Tuesday, June 23, 2009

Sweet on Bacon


Every year, as a birthday present for my husband Dicky, I sign up for the Bacon-of-the-Month Club, which provides us with a pound of bacon from a different producer each month. Since I'm in charge of cooking that bacon, and there are only so many bacon and egg breakfasts a person can fry up without starting to think this whole gift idea may not be such a healthy one, I'm always on the lookout for new recipe ideas. This month's bacon selection is a Hickory Smoked Country Bacon from Newsom's Old Mill Store, a third generation family-owned business in Princeton, Kentucky. The package insert's over-the-top description reads, "Sweet, salty, lovely, delicately powerful like an iron fist in a velvet glove, the kind of bacon to write odes and sonnets about. Silk, silk, silk. Like a virgin bacon eater, touched for the very first time. Life begins with Newsom's bacon." Ok, perhaps Dan Philips, aka Capt.

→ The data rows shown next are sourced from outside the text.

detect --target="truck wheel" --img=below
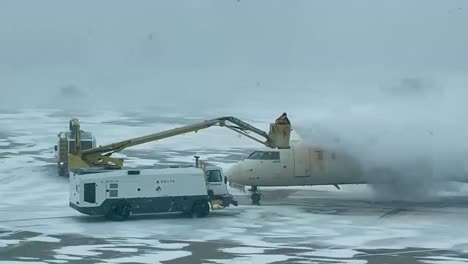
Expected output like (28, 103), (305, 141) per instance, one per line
(105, 202), (131, 221)
(57, 164), (70, 177)
(250, 193), (262, 205)
(192, 201), (210, 217)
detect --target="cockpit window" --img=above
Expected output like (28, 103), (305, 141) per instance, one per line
(247, 151), (280, 160)
(206, 170), (223, 182)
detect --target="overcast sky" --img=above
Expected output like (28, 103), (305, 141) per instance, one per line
(0, 0), (468, 110)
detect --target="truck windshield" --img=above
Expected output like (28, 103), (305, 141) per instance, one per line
(81, 140), (93, 150)
(247, 151), (280, 160)
(206, 170), (223, 182)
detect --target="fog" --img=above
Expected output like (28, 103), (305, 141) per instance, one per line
(0, 0), (468, 199)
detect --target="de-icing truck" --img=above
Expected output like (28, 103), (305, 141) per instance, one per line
(69, 162), (237, 221)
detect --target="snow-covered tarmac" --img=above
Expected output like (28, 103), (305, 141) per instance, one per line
(0, 109), (468, 263)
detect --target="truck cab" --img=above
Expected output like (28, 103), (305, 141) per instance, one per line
(203, 164), (237, 209)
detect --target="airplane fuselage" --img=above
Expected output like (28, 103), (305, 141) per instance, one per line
(227, 144), (363, 186)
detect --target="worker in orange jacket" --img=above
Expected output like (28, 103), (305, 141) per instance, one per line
(275, 113), (291, 125)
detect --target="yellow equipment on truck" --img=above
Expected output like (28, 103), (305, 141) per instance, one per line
(57, 116), (291, 176)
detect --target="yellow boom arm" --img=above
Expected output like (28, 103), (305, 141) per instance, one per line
(70, 116), (290, 169)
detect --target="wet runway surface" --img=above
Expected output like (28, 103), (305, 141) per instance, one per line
(0, 108), (468, 263)
(0, 190), (468, 263)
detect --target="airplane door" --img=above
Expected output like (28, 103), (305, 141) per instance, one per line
(294, 147), (311, 178)
(243, 151), (292, 185)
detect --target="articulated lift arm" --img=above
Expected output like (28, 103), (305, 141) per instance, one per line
(70, 116), (290, 170)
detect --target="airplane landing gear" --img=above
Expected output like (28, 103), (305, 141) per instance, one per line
(249, 186), (262, 205)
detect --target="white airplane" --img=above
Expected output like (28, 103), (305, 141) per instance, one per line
(226, 140), (468, 204)
(226, 143), (366, 204)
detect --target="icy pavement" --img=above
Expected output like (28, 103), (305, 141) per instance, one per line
(0, 110), (468, 263)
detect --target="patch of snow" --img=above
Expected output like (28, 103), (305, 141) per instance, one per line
(209, 254), (293, 264)
(54, 255), (83, 260)
(0, 239), (21, 247)
(54, 245), (105, 257)
(27, 236), (61, 243)
(298, 248), (361, 258)
(220, 247), (269, 254)
(101, 250), (192, 264)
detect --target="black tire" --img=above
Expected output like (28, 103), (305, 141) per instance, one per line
(57, 164), (70, 177)
(250, 193), (262, 205)
(105, 202), (132, 221)
(192, 201), (210, 217)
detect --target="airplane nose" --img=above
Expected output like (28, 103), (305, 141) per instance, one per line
(226, 164), (241, 184)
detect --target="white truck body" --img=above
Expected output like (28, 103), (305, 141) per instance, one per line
(69, 166), (238, 218)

Bacon, got a little carried away with hyperbolic sentiment (I mean, really, "touched for the very first time..."?), but I must admit that it really made me want to try this stuff and see if I could at the very least tell it apart from, say, Oscar Meyer's best.

So I fried up a batch, and here's my critique: Salty, smokey and, yes, even silky--meat and fat become one, and it melts in your mouth with no danger of cutting any soft tissue. Not sure I'm ready to break into song or write a poem, but, hey, this stuff definitely beats out the kind they serve at Denny's with the breakfast special. Since pecans are frequently smoked, I thought they'd make a nice pairing with this smokey bacon in a sweet, yet complex, brittle. Warning: you probably shouldn't make a steady diet of this confection.

Bacon Pecan Brittle
Makes about 1 pound

1/2 pound uncooked bacon
1 cup granulated sugar
1/4 cup water
1/2 cup light corn syrup
1 tablespoon unsalted butter
1/2 teaspoon baking soda
1 teaspoon vanilla extract
3/4 cup chopped pecans, toasted

1. Butter a rimmed baking sheet or line it with a silicone baking mat. Cook the bacon in a large skillet until brown and crisp. Place it on a paper-towel-lined plate and blot off the excess grease. Cut into small bits.
2. In a 3- or 4-quart saucepan, combine the sugar, water and corn syrup and cook over medium-high heat, without stirring, until it registers 300 degrees F on a candy thermometer. (You may have to brush down the sides of the pan with a wet pastry brush a few times to wash away any sugar crystals).
3. Remove the pan from the heat and stir in the butter, baking soda, vanilla, pecans and bacon bits. Immediately pour onto the prepared baking sheet, letting it spread out as thinly as possible. Let cool completely, then break into pieces. (The brittle will keep for about a week, stored in an airtight container.)